Work-related stress in nursing: Controlling the risk to health

This paper focuses on the management of work-related stress in hospital-based nursing. It is written as an aid to both education and practical action.

Part 1 of this paper provides an educational introduction to the hazards of nursing, work-related stress and the notion of the control cycle as an approach to stress management.

Part 2 provides the framework for risk assessments and subsequent action in relation to work-related stress and nursing. Here it has been written as much as a development aid as a prescription for action. It is suggested that each hospital wishing to use the described approach first establishes a "risk assessment / risk management" team that studies and discusses the approach in some detail. It should then attempt a pilot assessment / management project and reflect not only on its results but also on the processes involved in their implementation. The risk assessment / risk management team may then wish to modify those processes before using them again. They may wish to treat the whole initiative as a development cycle crafting, tailoring and fine-tuning the processes involved to best fit and serve their local context.

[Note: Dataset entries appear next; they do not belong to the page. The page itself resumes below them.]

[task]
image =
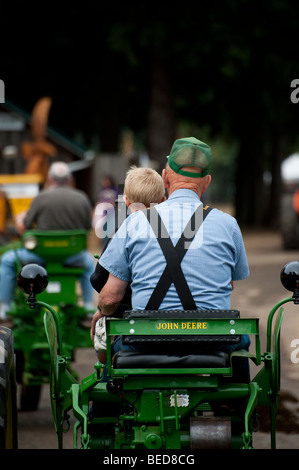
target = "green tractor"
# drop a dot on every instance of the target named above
(30, 341)
(171, 400)
(8, 391)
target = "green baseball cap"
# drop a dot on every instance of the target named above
(190, 152)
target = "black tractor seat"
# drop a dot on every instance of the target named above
(176, 351)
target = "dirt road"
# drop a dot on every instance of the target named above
(253, 297)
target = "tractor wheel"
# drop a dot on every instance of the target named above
(30, 395)
(8, 392)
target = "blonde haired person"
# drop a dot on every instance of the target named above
(143, 188)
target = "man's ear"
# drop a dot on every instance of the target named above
(207, 183)
(165, 178)
(128, 203)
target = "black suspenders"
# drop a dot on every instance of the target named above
(174, 256)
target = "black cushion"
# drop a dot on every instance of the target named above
(137, 360)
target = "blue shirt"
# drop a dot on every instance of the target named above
(215, 257)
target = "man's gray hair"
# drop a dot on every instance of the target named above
(59, 173)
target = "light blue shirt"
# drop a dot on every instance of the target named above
(215, 257)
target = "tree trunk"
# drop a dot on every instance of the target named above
(161, 116)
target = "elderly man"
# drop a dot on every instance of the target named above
(213, 256)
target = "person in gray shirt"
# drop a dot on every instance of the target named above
(58, 207)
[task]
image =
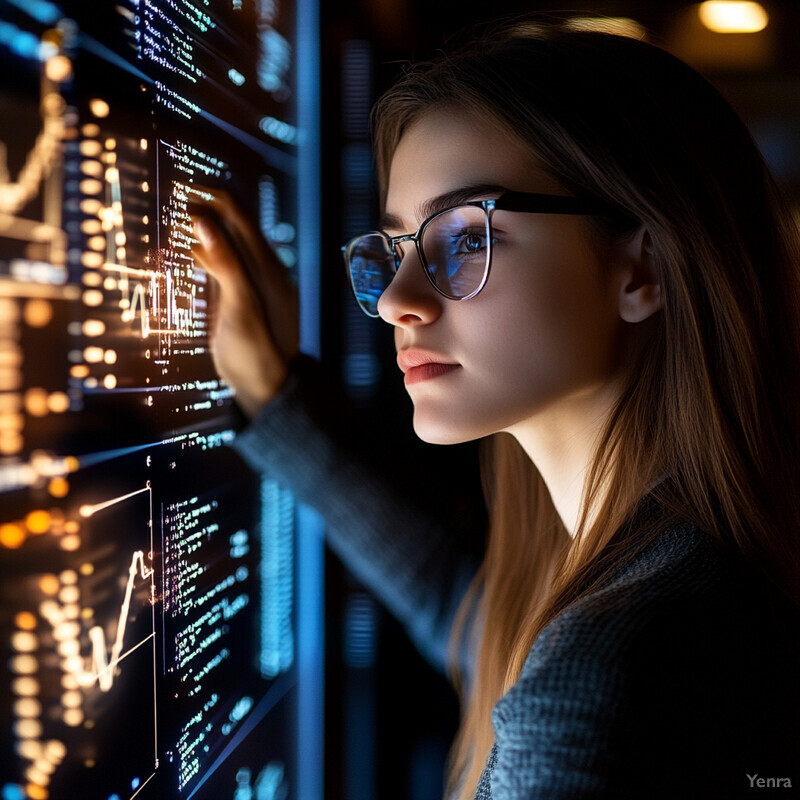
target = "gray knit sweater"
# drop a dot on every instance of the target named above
(677, 679)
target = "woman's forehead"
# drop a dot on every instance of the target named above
(445, 151)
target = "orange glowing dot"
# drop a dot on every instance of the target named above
(58, 487)
(72, 717)
(91, 186)
(58, 68)
(25, 621)
(36, 402)
(58, 402)
(92, 168)
(94, 327)
(36, 792)
(49, 584)
(10, 442)
(92, 260)
(38, 521)
(91, 227)
(37, 312)
(70, 543)
(93, 355)
(93, 297)
(99, 107)
(11, 535)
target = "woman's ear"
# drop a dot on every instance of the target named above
(639, 288)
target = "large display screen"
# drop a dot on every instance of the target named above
(153, 612)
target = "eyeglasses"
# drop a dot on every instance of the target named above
(454, 246)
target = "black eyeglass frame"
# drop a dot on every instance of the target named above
(526, 202)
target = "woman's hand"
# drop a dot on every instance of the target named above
(255, 319)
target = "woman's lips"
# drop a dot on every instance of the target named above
(427, 371)
(420, 365)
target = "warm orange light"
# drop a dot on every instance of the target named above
(38, 521)
(732, 16)
(11, 535)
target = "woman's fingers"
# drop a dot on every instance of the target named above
(254, 319)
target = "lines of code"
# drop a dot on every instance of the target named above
(147, 578)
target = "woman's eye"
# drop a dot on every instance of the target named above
(473, 242)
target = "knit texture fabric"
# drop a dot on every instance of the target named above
(678, 678)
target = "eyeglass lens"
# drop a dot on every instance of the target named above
(455, 245)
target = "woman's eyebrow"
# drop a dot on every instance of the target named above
(434, 205)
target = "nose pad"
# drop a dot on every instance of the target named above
(409, 297)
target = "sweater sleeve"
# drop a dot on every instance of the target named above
(669, 682)
(398, 545)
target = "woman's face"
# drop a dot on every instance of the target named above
(541, 342)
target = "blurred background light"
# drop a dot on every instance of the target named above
(726, 16)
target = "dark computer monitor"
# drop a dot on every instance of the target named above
(159, 603)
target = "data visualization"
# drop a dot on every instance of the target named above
(153, 591)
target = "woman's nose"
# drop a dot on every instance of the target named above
(410, 299)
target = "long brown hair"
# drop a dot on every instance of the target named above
(711, 399)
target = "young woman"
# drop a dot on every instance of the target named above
(585, 260)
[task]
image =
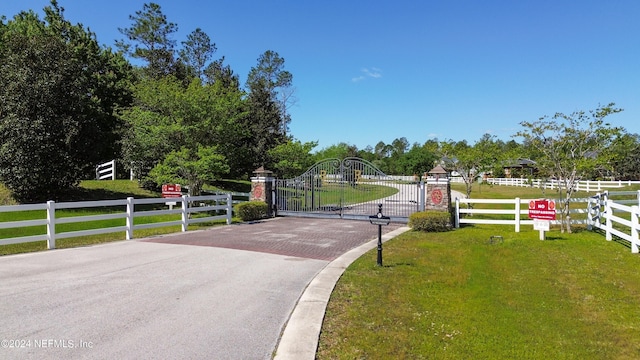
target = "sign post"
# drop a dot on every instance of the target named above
(380, 220)
(542, 211)
(171, 191)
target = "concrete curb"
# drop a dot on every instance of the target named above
(299, 339)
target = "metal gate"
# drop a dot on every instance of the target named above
(350, 188)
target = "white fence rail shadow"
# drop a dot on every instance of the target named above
(219, 203)
(602, 215)
(600, 211)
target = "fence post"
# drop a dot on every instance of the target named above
(608, 212)
(51, 224)
(635, 212)
(229, 208)
(517, 215)
(590, 211)
(185, 213)
(129, 222)
(457, 213)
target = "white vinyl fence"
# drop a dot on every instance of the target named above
(223, 203)
(600, 211)
(583, 185)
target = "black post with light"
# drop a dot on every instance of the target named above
(380, 220)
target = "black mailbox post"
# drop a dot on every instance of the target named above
(380, 220)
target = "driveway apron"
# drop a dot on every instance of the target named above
(223, 293)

Different groups will be involved in different stages in the overall process. All those involved with nursing activities should be educated in relation to the hazards of the work, and risk assessment / risk management. Nurse supervisors and nurse representatives and hospital management, both general and functional, also need to be involved in risk assessment and risk management, but in different ways at different times. This differential involvement is made clear in the paper.

Finally, the paper is focused on hospital-based nurses, but does not further distinguish between different types of hospital-based nurse. The evidence is that this is not necessary.